No es la frase hecha de rigor. Es la declaración de un jugador que sabe que este paso puede reencauzar definitivamente una carrera que se ha movido entre promesas, grandes traspasos y cesiones de alto nivel.
De Envigado al gran escaparate europeo
El camino de Duran no ha sido lineal, pero sí ruidoso. Se dio a conocer en Envigado, una de las cunas habituales del talento colombiano, y desde allí saltó a la MLS con Chicago Fire, donde su impacto despertó miradas en varios continentes.
El salto grande llegó en enero de 2023: Aston Villa le abrió la puerta de la Premier League. Su nombre empezó a sonar más fuerte, asociado al potencial y al físico de un delantero moderno.
Al poco tiempo, Al-Nassr apostó fuerte por él con un traspaso de 77 millones de euros. Una cifra que le colocó en el escaparate mundial, aunque su protagonismo real se fue diluyendo entre la competencia feroz y las exigencias inmediatas de resultados. De ahí, dos etapas de préstamo para seguir creciendo y no perder ritmo: Fenerbahce primero, Zenit después.
Ahora, el círculo se cierra de nuevo en Europa occidental, en un contexto que mezcla exigencia, escaparate y tradición ganadora. Justo el tipo de escenario en el que un delantero de 22 años puede explotar… o quedarse a medio camino.
Ambición y compromiso
Duran no se esconde. Sabe que Benfica le ofrece minutos, foco y la obligación de responder desde el primer día.
«Quiero trabajar duro y ayudar a mi equipo», subrayó el atacante, consciente de que en un club como el lisboeta no hay demasiado margen para los periodos de adaptación eternos.
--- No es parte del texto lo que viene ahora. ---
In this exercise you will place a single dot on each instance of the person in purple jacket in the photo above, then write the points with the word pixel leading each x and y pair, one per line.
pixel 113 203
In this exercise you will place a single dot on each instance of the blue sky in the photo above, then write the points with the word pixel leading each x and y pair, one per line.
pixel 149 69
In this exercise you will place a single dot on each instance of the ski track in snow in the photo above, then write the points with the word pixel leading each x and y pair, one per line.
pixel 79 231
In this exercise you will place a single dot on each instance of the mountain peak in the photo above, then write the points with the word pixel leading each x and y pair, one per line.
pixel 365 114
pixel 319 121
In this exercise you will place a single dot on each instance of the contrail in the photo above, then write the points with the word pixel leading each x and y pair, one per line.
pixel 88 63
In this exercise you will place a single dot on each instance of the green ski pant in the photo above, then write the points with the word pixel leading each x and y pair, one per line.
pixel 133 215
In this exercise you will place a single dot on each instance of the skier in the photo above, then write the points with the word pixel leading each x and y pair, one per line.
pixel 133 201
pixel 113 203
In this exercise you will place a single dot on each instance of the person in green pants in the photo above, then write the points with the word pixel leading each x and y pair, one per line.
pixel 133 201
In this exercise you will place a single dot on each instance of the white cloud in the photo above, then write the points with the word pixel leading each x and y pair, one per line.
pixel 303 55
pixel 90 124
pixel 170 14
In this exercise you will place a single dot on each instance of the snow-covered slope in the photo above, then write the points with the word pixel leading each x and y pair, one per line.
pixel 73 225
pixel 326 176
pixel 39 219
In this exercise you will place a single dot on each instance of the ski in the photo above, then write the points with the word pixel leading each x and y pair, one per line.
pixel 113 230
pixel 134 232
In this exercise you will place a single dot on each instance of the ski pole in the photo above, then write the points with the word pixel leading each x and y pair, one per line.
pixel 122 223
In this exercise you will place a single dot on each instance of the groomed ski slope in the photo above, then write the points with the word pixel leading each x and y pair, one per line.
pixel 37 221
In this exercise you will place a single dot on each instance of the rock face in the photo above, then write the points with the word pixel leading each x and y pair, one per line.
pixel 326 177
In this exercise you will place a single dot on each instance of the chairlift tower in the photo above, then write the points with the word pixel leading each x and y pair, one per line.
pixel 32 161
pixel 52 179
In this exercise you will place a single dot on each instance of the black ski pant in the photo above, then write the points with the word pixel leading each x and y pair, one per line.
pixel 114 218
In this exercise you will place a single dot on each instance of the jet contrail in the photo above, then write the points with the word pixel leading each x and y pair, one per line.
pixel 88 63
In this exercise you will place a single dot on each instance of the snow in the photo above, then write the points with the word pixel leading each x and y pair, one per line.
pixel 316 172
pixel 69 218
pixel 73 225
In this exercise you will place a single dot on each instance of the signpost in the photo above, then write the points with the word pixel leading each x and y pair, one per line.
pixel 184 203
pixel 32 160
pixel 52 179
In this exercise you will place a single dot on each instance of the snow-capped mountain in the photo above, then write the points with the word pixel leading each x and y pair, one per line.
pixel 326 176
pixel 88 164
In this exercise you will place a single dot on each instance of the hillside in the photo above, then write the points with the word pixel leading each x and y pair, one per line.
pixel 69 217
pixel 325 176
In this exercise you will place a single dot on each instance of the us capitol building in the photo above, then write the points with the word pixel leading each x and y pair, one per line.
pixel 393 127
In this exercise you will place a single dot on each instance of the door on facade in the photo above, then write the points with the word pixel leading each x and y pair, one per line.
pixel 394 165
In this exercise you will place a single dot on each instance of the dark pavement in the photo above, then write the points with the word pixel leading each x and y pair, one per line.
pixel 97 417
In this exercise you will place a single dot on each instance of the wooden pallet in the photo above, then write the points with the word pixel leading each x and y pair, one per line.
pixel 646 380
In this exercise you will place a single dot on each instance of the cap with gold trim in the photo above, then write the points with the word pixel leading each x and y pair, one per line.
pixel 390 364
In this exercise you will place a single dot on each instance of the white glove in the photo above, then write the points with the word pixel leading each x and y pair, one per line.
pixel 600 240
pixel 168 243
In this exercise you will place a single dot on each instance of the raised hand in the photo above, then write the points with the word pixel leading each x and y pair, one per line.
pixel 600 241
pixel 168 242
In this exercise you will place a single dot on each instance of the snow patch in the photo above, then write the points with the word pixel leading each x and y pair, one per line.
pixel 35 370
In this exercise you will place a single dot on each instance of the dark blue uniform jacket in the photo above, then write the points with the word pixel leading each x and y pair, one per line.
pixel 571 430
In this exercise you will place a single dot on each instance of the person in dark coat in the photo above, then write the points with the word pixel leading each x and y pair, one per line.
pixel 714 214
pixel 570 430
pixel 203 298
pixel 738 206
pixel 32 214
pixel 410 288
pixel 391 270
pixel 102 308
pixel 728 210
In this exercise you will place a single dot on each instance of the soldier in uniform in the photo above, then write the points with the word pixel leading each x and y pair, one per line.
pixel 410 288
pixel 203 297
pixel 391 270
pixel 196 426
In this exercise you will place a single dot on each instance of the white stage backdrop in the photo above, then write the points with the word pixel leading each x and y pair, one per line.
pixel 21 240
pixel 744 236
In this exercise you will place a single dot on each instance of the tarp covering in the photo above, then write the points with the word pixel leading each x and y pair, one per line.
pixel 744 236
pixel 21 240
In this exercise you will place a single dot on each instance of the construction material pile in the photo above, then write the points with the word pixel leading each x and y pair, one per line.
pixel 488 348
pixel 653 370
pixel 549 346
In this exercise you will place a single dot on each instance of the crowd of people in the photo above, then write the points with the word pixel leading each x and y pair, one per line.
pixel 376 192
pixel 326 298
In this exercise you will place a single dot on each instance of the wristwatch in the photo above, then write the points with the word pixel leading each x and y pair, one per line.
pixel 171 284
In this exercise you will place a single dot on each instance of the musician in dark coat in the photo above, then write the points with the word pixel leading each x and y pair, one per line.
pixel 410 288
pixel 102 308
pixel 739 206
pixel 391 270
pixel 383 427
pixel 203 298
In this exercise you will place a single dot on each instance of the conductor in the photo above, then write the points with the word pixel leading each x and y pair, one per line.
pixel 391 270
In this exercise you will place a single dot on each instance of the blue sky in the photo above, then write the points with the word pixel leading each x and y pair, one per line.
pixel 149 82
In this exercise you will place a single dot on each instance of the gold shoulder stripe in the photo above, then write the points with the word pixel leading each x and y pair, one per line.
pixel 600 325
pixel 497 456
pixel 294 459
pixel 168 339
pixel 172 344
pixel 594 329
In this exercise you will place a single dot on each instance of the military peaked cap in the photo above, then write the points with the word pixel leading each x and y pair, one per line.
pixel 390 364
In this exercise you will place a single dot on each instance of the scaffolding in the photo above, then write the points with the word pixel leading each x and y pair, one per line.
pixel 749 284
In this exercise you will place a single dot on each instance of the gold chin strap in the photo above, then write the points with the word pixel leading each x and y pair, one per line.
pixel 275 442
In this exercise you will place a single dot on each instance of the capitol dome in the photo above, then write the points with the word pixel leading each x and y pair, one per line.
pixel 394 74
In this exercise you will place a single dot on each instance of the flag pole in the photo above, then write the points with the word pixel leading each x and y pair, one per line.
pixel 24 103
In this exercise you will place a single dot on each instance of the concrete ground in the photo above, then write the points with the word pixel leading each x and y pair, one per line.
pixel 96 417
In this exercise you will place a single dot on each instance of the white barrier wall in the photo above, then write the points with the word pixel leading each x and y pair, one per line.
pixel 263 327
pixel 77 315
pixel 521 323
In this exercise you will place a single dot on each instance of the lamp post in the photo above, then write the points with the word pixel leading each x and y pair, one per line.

El colombiano llega, además, con una mochila que pesa, pero que también le da autoridad: 17 internacionalidades y tres goles con la selección de Colombia. No es un novato en escenarios de presión.
Una operación con mensaje
Los números del acuerdo hablan por sí solos. Pagar 6,1 millones por una cesión es una inversión seria; fijar una opción de compra en 30 millones indica que Benfica ve en Duran algo más que un recurso de emergencia. Es una apuesta por un delantero que ya ha manejado cifras astronómicas de traspaso y que ahora busca algo más simple y a la vez más difícil: continuidad, goles y títulos.
Si responde, el club portugués tendrá en la mano un ariete en plena madurez para los próximos años, asegurado por una opción de compra clara. Si no, el riesgo económico queda acotado a una temporada.
Duran ya ha dejado claro lo que quiere: jugar, imponerse y ser campeón. Ahora la pelota viaja al área donde se deciden las carreras: el césped del Estádio da Luz. Allí se sabrá si este préstamo caro se convierte en el próximo gran negocio de Benfica o en otra parada más en una ruta llena de cambios de rumbo.